Created by: chengduoZH
fix : https://github.com/PaddlePaddle/Paddle/issues/8567
concat
operation
Analysis the The input is a list of tensors and axis
which indicates the concation axis. The shape of input's tensor can be any, but only the dimension of axis
can be different.
For example, the input is two tensors.
- case 1:
- t_a's shape: [9,2,3,4]
- t_b's shape:[3,2,3,4]
-
axis = 0
,
Obviously, the output's shape is [12,2,3,4]. To simply solve this case, we can reshape t_a to [9, 24] and t_b to [3, 24], finally concate the two tensor longitudinally.

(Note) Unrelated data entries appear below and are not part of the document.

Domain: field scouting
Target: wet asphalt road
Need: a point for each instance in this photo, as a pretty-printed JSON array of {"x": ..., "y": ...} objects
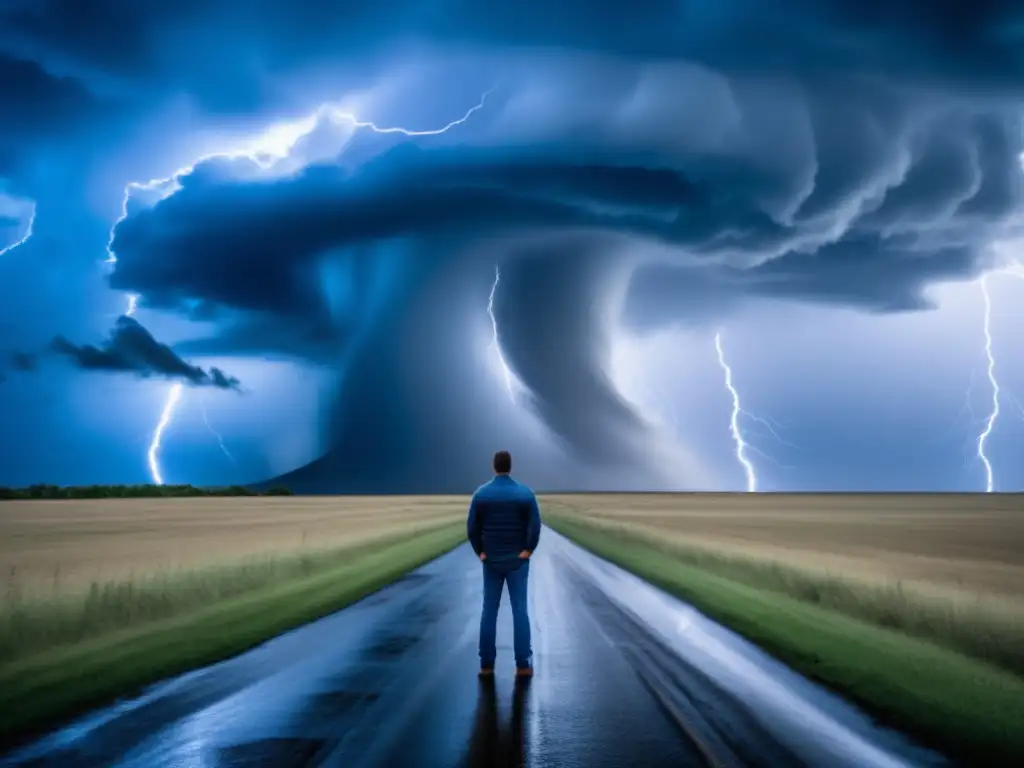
[{"x": 392, "y": 682}]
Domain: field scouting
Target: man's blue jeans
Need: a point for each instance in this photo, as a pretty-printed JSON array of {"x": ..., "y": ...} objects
[{"x": 494, "y": 578}]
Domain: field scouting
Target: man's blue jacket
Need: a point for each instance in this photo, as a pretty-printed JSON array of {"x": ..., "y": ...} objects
[{"x": 504, "y": 519}]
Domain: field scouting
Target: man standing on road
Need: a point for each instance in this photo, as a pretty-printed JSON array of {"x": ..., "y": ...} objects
[{"x": 504, "y": 528}]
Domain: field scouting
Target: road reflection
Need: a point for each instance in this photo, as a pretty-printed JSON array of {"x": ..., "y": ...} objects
[{"x": 497, "y": 742}]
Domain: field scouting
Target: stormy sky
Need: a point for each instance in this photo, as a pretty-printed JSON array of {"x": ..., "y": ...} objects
[{"x": 361, "y": 246}]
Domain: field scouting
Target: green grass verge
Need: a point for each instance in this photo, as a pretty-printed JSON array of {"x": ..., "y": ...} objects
[
  {"x": 39, "y": 691},
  {"x": 970, "y": 710}
]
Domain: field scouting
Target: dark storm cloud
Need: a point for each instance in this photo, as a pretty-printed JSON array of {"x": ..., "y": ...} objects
[
  {"x": 918, "y": 199},
  {"x": 132, "y": 349},
  {"x": 841, "y": 152},
  {"x": 851, "y": 192}
]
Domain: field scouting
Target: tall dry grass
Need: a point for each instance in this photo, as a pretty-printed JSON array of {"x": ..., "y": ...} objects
[
  {"x": 982, "y": 625},
  {"x": 134, "y": 562}
]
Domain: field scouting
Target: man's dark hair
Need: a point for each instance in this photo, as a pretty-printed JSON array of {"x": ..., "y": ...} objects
[{"x": 503, "y": 462}]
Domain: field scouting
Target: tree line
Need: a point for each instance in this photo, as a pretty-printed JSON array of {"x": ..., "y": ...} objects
[{"x": 43, "y": 491}]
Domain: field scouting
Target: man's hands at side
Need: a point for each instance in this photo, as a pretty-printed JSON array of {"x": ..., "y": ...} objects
[{"x": 524, "y": 555}]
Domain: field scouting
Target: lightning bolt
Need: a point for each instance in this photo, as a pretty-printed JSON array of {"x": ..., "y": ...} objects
[
  {"x": 26, "y": 238},
  {"x": 495, "y": 343},
  {"x": 173, "y": 397},
  {"x": 272, "y": 146},
  {"x": 170, "y": 404},
  {"x": 737, "y": 434},
  {"x": 993, "y": 414}
]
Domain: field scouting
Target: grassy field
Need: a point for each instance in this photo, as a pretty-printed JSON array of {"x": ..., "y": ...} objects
[
  {"x": 911, "y": 605},
  {"x": 101, "y": 595}
]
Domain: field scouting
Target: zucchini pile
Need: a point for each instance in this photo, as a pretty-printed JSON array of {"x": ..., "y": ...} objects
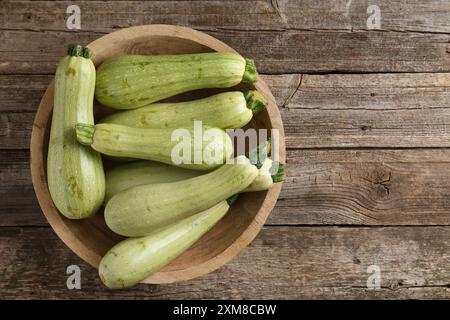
[{"x": 162, "y": 207}]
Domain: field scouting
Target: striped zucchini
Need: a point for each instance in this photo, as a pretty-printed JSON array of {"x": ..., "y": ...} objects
[
  {"x": 152, "y": 144},
  {"x": 133, "y": 81},
  {"x": 140, "y": 173},
  {"x": 140, "y": 210},
  {"x": 228, "y": 110},
  {"x": 75, "y": 174},
  {"x": 134, "y": 259}
]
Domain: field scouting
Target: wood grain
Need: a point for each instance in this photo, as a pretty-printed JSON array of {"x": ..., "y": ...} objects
[
  {"x": 333, "y": 118},
  {"x": 282, "y": 263},
  {"x": 323, "y": 187},
  {"x": 318, "y": 111},
  {"x": 275, "y": 52},
  {"x": 413, "y": 16}
]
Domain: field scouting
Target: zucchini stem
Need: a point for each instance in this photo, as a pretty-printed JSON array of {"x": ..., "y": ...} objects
[
  {"x": 255, "y": 101},
  {"x": 85, "y": 133},
  {"x": 76, "y": 50},
  {"x": 258, "y": 154},
  {"x": 280, "y": 174},
  {"x": 250, "y": 72}
]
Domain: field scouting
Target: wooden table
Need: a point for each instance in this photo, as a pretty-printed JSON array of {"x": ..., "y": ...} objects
[{"x": 367, "y": 119}]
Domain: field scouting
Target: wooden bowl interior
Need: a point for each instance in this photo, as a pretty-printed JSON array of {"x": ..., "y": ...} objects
[{"x": 93, "y": 233}]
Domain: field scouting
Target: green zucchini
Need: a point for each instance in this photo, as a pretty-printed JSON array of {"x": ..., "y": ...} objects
[
  {"x": 269, "y": 173},
  {"x": 154, "y": 144},
  {"x": 134, "y": 259},
  {"x": 139, "y": 173},
  {"x": 228, "y": 110},
  {"x": 142, "y": 209},
  {"x": 133, "y": 81},
  {"x": 75, "y": 174}
]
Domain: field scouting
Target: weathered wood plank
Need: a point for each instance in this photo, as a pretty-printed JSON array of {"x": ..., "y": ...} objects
[
  {"x": 368, "y": 187},
  {"x": 275, "y": 52},
  {"x": 432, "y": 16},
  {"x": 18, "y": 203},
  {"x": 282, "y": 263},
  {"x": 324, "y": 111},
  {"x": 324, "y": 187},
  {"x": 376, "y": 110},
  {"x": 22, "y": 93}
]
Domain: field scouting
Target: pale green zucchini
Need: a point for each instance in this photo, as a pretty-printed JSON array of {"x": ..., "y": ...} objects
[
  {"x": 75, "y": 174},
  {"x": 133, "y": 81},
  {"x": 152, "y": 144},
  {"x": 270, "y": 172},
  {"x": 228, "y": 110},
  {"x": 134, "y": 259},
  {"x": 140, "y": 210},
  {"x": 140, "y": 173}
]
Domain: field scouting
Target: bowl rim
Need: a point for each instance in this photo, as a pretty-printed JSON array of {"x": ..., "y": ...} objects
[{"x": 55, "y": 219}]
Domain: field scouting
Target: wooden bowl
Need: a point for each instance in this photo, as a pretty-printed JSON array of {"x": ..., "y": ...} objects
[{"x": 90, "y": 238}]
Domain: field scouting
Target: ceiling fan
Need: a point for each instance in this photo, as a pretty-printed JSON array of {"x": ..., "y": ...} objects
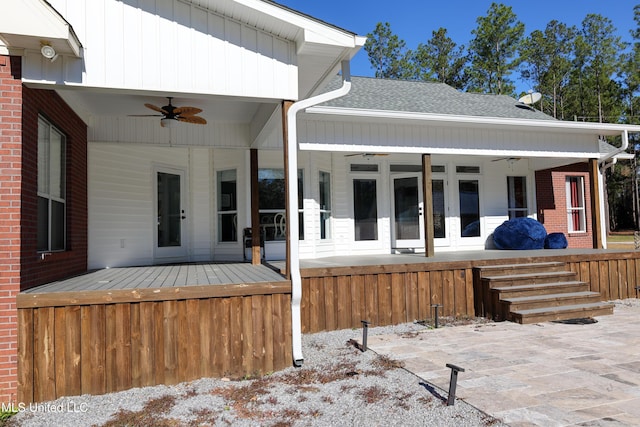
[
  {"x": 366, "y": 155},
  {"x": 508, "y": 159},
  {"x": 171, "y": 114}
]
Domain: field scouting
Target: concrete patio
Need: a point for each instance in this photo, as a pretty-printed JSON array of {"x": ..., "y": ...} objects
[{"x": 545, "y": 374}]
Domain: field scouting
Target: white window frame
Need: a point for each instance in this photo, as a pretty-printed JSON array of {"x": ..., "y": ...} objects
[
  {"x": 48, "y": 178},
  {"x": 325, "y": 210},
  {"x": 579, "y": 209},
  {"x": 513, "y": 210},
  {"x": 224, "y": 212}
]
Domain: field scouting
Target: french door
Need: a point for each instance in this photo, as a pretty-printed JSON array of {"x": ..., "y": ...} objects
[
  {"x": 170, "y": 215},
  {"x": 408, "y": 218}
]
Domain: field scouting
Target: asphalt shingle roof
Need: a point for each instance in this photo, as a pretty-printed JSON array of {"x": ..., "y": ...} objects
[{"x": 427, "y": 97}]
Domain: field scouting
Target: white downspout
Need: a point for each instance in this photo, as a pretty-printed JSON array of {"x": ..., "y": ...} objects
[
  {"x": 603, "y": 168},
  {"x": 292, "y": 170}
]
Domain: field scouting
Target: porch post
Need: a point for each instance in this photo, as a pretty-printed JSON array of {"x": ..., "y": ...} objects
[
  {"x": 285, "y": 144},
  {"x": 596, "y": 219},
  {"x": 255, "y": 213},
  {"x": 427, "y": 198}
]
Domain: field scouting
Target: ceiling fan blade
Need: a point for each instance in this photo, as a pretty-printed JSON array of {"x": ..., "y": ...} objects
[
  {"x": 154, "y": 108},
  {"x": 187, "y": 111},
  {"x": 192, "y": 119},
  {"x": 366, "y": 154}
]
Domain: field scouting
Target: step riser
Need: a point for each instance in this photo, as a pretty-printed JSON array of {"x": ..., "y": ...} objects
[
  {"x": 556, "y": 303},
  {"x": 529, "y": 270},
  {"x": 517, "y": 281},
  {"x": 552, "y": 292},
  {"x": 561, "y": 316},
  {"x": 506, "y": 293}
]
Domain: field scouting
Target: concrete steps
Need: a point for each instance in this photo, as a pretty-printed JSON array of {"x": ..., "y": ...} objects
[{"x": 537, "y": 292}]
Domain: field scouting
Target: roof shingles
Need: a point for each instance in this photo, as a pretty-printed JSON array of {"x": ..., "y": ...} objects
[{"x": 431, "y": 98}]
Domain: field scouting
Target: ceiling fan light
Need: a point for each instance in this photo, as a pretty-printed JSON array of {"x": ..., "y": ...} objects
[{"x": 169, "y": 123}]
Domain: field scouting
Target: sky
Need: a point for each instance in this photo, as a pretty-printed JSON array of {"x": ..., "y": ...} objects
[{"x": 415, "y": 20}]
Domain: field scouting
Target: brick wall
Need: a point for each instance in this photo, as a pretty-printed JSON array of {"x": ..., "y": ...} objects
[
  {"x": 551, "y": 200},
  {"x": 21, "y": 266},
  {"x": 10, "y": 218}
]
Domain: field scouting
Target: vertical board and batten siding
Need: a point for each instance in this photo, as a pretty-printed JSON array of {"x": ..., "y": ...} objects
[
  {"x": 69, "y": 350},
  {"x": 123, "y": 49},
  {"x": 438, "y": 140}
]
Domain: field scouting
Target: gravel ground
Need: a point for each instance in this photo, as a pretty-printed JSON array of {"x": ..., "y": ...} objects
[{"x": 338, "y": 385}]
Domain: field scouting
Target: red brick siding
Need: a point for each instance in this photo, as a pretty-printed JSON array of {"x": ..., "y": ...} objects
[
  {"x": 10, "y": 221},
  {"x": 20, "y": 264},
  {"x": 551, "y": 199}
]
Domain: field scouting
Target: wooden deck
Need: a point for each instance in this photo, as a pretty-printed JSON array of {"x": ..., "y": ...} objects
[
  {"x": 119, "y": 328},
  {"x": 157, "y": 283},
  {"x": 164, "y": 276}
]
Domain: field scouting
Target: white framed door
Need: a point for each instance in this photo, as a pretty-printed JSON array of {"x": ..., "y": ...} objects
[
  {"x": 170, "y": 216},
  {"x": 469, "y": 210},
  {"x": 407, "y": 212},
  {"x": 441, "y": 220}
]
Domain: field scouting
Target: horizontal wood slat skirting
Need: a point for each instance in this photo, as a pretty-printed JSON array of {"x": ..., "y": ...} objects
[
  {"x": 341, "y": 297},
  {"x": 384, "y": 298},
  {"x": 101, "y": 348}
]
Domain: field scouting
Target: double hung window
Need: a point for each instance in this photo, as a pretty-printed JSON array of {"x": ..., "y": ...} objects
[
  {"x": 51, "y": 188},
  {"x": 576, "y": 220}
]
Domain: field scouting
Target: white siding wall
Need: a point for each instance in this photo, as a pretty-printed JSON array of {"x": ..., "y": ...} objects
[
  {"x": 121, "y": 202},
  {"x": 171, "y": 46}
]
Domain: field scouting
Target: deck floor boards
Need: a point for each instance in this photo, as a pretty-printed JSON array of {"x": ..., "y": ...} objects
[{"x": 163, "y": 276}]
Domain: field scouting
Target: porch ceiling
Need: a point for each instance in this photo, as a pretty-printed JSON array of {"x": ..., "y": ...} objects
[{"x": 93, "y": 102}]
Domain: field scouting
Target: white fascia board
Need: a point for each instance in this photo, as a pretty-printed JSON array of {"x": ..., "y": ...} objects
[
  {"x": 350, "y": 148},
  {"x": 36, "y": 20},
  {"x": 551, "y": 125},
  {"x": 312, "y": 30}
]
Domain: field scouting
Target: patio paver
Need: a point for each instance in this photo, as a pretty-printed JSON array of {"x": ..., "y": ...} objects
[{"x": 544, "y": 374}]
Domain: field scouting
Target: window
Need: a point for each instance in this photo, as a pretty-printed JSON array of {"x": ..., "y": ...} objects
[
  {"x": 325, "y": 205},
  {"x": 517, "y": 194},
  {"x": 467, "y": 169},
  {"x": 469, "y": 191},
  {"x": 575, "y": 204},
  {"x": 365, "y": 209},
  {"x": 439, "y": 209},
  {"x": 227, "y": 206},
  {"x": 51, "y": 188},
  {"x": 271, "y": 194}
]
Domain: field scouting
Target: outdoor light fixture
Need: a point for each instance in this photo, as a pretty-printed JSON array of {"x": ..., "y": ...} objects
[
  {"x": 170, "y": 123},
  {"x": 48, "y": 52}
]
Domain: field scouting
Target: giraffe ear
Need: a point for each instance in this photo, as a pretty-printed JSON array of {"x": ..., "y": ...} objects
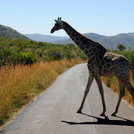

The output's shape is [12, 24]. In this case, we only copy two times.
- case 2:
- t_a's shape: [9,2,3,4]
- t_b's shape:[9,3,3,4]
-
axis = 1
,
To simply solve this case, we can reshape t_a to [9, 2, 12] and t_b to [9, 3, 12], finally concate the two tensor on the second axis. The output's shape is [9,5,12]. In this case, we should copy 18 times.
- case 3:
- t_a's shape: [9,2,3,4]
- t_b's shape:[9,2,3,3]
-
axis = 3
,
Firstly, we reshape t_a to [54, 4] and t_b to [54, 3], finally concate the two tensor horizontally. The output's shape is [54, 7]. This is the worst case, we should copy 108 times.
TODO
- use one Cuda kernel to complete those copies. All of those cases can be solved by one strategy.